German outbound multinationals are subject to CFC taxation given that they generate certain types of supposed low taxed passive income, in particular, income from sales or trading if such goods were received from a German parent or affiliate, interest income, royalties, as well as certain types of taxable income from restructurings. Likewise, German CFC rules also affect non-German multinationals holding significant non-German operations under a German entity or a German permanent establishment. The threshold of low taxation is currently still set at 25%.

Based on the proposed regulations, scope of CFC taxation shall be increased even further, whereas the threshold of low taxation shall remain unchanged and credit of foreign taxes is limited to 15% corporate income taxes only (no tax credit available for municipal trade tax purposes), hence, leading to effective double taxation.

6. What are the potential outcomes that might occur if those changes are implemented?

German and non-German multinationals will have to review value chains and operating business models very carefully in order to avoid any unintended tax leakage resulting from German CFC exposure. This holds particularly true in case the COVID-19 crisis forces German multinationals to carry out internal restructurings in the short term in order to streamline business operations.
Amendments of German CFC taxation are likely to be applicable from FY 2021.

7. Do you think that change will have a positive effect on both your practice and the wider regional/jurisdictional market?

Unfortunately, the German CFC taxation regime is likely to be a fundamental disadvantage to multinationals in many cases.
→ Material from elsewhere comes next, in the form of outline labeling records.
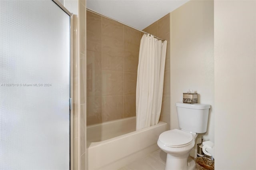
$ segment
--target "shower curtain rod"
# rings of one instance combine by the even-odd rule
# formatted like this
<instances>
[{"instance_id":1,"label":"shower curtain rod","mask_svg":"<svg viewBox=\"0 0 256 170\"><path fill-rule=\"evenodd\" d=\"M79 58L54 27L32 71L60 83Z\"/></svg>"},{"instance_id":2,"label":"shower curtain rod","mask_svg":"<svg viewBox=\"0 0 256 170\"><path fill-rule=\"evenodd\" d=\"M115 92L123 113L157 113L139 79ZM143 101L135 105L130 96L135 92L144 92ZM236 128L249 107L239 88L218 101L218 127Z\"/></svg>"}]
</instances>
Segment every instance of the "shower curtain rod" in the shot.
<instances>
[{"instance_id":1,"label":"shower curtain rod","mask_svg":"<svg viewBox=\"0 0 256 170\"><path fill-rule=\"evenodd\" d=\"M134 27L132 27L132 26L129 26L129 25L127 25L127 24L126 24L124 23L123 22L120 22L120 21L118 21L118 20L115 20L114 19L112 18L110 18L110 17L108 17L108 16L104 16L104 15L102 14L100 14L100 13L98 13L98 12L96 12L96 11L94 11L93 10L92 10L90 9L89 9L89 8L86 8L86 10L88 10L88 11L90 11L90 12L93 12L93 13L95 13L95 14L98 14L98 15L101 15L101 16L104 16L104 17L106 18L107 18L110 19L110 20L114 20L114 21L116 21L117 22L119 22L119 23L121 23L121 24L124 24L124 25L125 25L125 26L128 26L128 27L129 27L132 28L133 28L133 29L135 29L135 30L138 30L138 31L140 31L140 32L143 32L143 33L145 33L145 34L149 34L149 33L148 33L148 32L144 32L144 31L142 31L142 30L139 30L139 29L138 29L138 28L134 28ZM152 35L152 34L151 34L151 35ZM161 41L165 41L165 40L163 40L163 39L162 39L162 38L158 38L158 37L157 37L157 36L153 36L153 35L152 35L152 36L154 36L154 37L155 38L157 38L157 39L158 39L158 40L161 40Z\"/></svg>"}]
</instances>

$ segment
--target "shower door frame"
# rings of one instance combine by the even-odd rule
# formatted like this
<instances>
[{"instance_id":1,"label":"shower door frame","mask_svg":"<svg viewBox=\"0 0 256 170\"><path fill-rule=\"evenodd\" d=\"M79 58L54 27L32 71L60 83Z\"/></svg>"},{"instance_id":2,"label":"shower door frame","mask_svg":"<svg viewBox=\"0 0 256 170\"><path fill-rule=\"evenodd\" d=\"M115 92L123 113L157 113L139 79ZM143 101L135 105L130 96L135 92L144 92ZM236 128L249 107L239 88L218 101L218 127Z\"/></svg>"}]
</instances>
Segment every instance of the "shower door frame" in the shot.
<instances>
[{"instance_id":1,"label":"shower door frame","mask_svg":"<svg viewBox=\"0 0 256 170\"><path fill-rule=\"evenodd\" d=\"M73 153L74 153L74 144L73 139L73 110L74 107L73 106L73 102L72 102L73 98L73 30L74 29L74 15L72 13L70 12L58 0L52 0L55 4L56 4L60 8L61 8L70 17L70 98L71 99L70 100L70 136L69 136L69 169L72 170L73 169Z\"/></svg>"}]
</instances>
Applicable local statutory tax rates of the vast majority of EU (European Union)/EEA (European Economic Area) member states and non-European countries are below 25%. Business substance relief for CFC purposes remains to be solely available for EU/EEA member states.
Following the recent discussions in German expert tax literature, my strong ask would be to decrease the threshold of low taxation to a maximum of 15% (instead of 25% as currently set out).

8. What legislative changes would you like to see be implemented that you think would have the most positive effect on your practice and the wider regional/jurisdictional market?

Aside from the CFC taxation as discussed previously, I would like to see additional tax-relevant changes to foster competitiveness of the German marketplace, in particular with respect to enhancing innovation and digitalization:

  • Introduction of a bold tax incentive scheme for R&D activities
  • Introduction of relief from change-in-control-clauses for start-up companies
  • Streamlining and digitalization of administrative processes


9. Do you think something like that is likely to be implemented in the near future?

We are still looking for some bold moves from the German government, and some smaller steps were made in the light of the COVID-19 crisis environment. Economic stimulus bills were passed in 2020 including:

  • Increase of the amount of the one-year loss carry back from €1 million to €5 million for corporate income tax purposes (15%) in FYs 2020 and 2021
  • Increase of the maximum annual cash benefit of R&D tax incentives from €0.5 million to €1 million

10. What have been the biggest developments in tax technology and where do you think the next area of focus might be?

I personally believe that the future is in global tax management solutions with one single source of truth, working with real-time data in a cloud-based infrastructure are the key developments in tax technology. Leveraging and trusting disrupted technologies (like RPY, AI or blockchain) will not replace human intelligence. However, it will make any tax related decisions better, faster, and more reliable.